5 February 2018

What we don’t know really can hurt us

Hospitals Patients

Under-reporting of hospital complication rates hides wide discrepancies in care, with the worst hospitals posing four times the risk of the top performers, a report from the Grattan Institute says.

The lack of transparency means patients and GPs cannot make informed choices, and even hospital clinicians are denied information on how their outcomes compare with the rest.

The new Grattan report says one in nine hospital patients in 2012-15 developed a complication in hospital on top of the condition for which they were admitted, affecting about 900,000 people a year. Among those who stayed overnight, the rate went up to one in four, or 725,00 patients annually.

The report calls for state and territory governments, administrators and insurers to release all their detailed data for public and private hospitals, showing the whole range of performance, from rare catastrophic errors to those that are less harmful but prevalent.

“At the moment, a veil of secrecy hangs over which hospitals and clinicians have higher rates of complications and which are safety leaders,” the report says.

“Hospital safety statistics are collected, but they are kept secret, not just from patients but from doctors and hospitals. This has to change.”

The report says patients have a right to know about complication rates in different hospitals and the outcomes for different procedures.

Lead author Dr Stephen Duckett said that, in the absence of hard information, clinicians were inclined to think all was well, unaware of shortfalls in their hospital’s performance.

“It’s something that every clinician should know,” Dr Duckett, the Grattan Institute’s Health Program Director,  told The Medical Republic.

“Hospitals need specific information, not average information, so they can drill down and interrogate to make things better,” he said.

The report says if all hospitals could be made as safe as the top 10%, more than a quarter of all complications could be avoided, preventing additional costs, suffering and time spent in care.

“Doctors and hospitals need to know how they are performing compared to their peers, so that they can learn from the best-performing hospitals and clinicians,” the report says.

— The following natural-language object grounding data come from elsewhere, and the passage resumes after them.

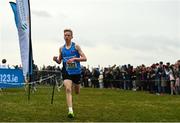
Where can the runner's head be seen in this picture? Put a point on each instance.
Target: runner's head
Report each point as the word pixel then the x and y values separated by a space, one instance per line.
pixel 68 34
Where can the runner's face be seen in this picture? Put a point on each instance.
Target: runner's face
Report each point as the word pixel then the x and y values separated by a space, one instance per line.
pixel 67 36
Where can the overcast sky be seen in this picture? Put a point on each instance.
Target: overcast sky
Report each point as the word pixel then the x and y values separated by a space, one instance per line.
pixel 108 31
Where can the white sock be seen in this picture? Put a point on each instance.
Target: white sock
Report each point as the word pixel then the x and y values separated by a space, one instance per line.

“The additional risk of a complication at the worst-performing hospitals can be four times higher than at the best performers.”

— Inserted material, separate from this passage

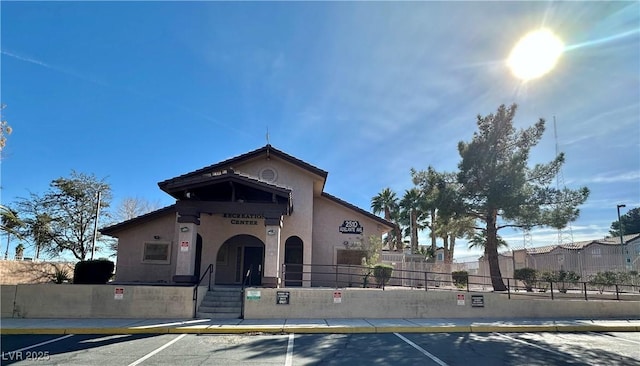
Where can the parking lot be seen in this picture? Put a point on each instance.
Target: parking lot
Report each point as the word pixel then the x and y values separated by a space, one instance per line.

To compile the report –titled All complications should count: Using our data to make hospitals safer – Grattan Institute researchers analysed de-identified coded hospital data for the period 2012-15, adjusting for risk.

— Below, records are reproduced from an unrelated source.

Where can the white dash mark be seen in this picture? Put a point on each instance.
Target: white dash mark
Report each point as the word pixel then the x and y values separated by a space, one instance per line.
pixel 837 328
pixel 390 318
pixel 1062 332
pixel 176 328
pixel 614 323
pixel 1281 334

“It is now possible for a hospital to know the rate of complications which occurred for a patient in a given demographic having a given procedure in the past year,” the report says.

“Patients should know that information too, so they can appreciate the risks they face.”

An analysis of cardiac admissions shows the disparity can be substantial.

A patient with an average risk profile in New South Wales faces a 38% higher risk of a complication if they attend the least safe hospital relative to the states’ safest hospitals, the report says.

However, current monitoring does not even attempt to record all the complications that arise in hospitals.

It hinges on eight so-called “sentinel events”, which are very serious, mostly considered to be preventable, and are rare, occurring at a rate of about 100 a year. Since last year, an admission that involves a sentinel event is denied a commonwealth subsidy.

From July this year, penalties will also apply for some of the 16 designated Hospital Acquired Complications (HACs).

Such events – including pressure injury, falls resulting in fracture, and healthcare-associated infections – accounted for just 1.72% of all admissions, according to the report.

The list does not include a multitude of complications that, while less serious, add to the burdens on patients and the health system.

“The focus on a narrow HACS list also means that some hospitals with low HACs rates may be misled into believing they have no scope to improve, when in fact they may have considerable scope to reduce complications not on the HACs list,” the report says.

The authors argue that improvements in patient safety will come by learning from all complications and capturing exceptionally good results as well as average outcomes and causes for concern.

“Many patients are considered high-risk for complications due to the severity of their comorbidities,” they write.  “Yet by excluding most complications from transparent reporting practices, we provide insufficient support for clinicians  who are striving to achieve better outcomes for these patients.”

The report highlights the fact that a hospital can have a higher rate of complications than its peers, but still have a lower rate than expected given the risk profile of its patients.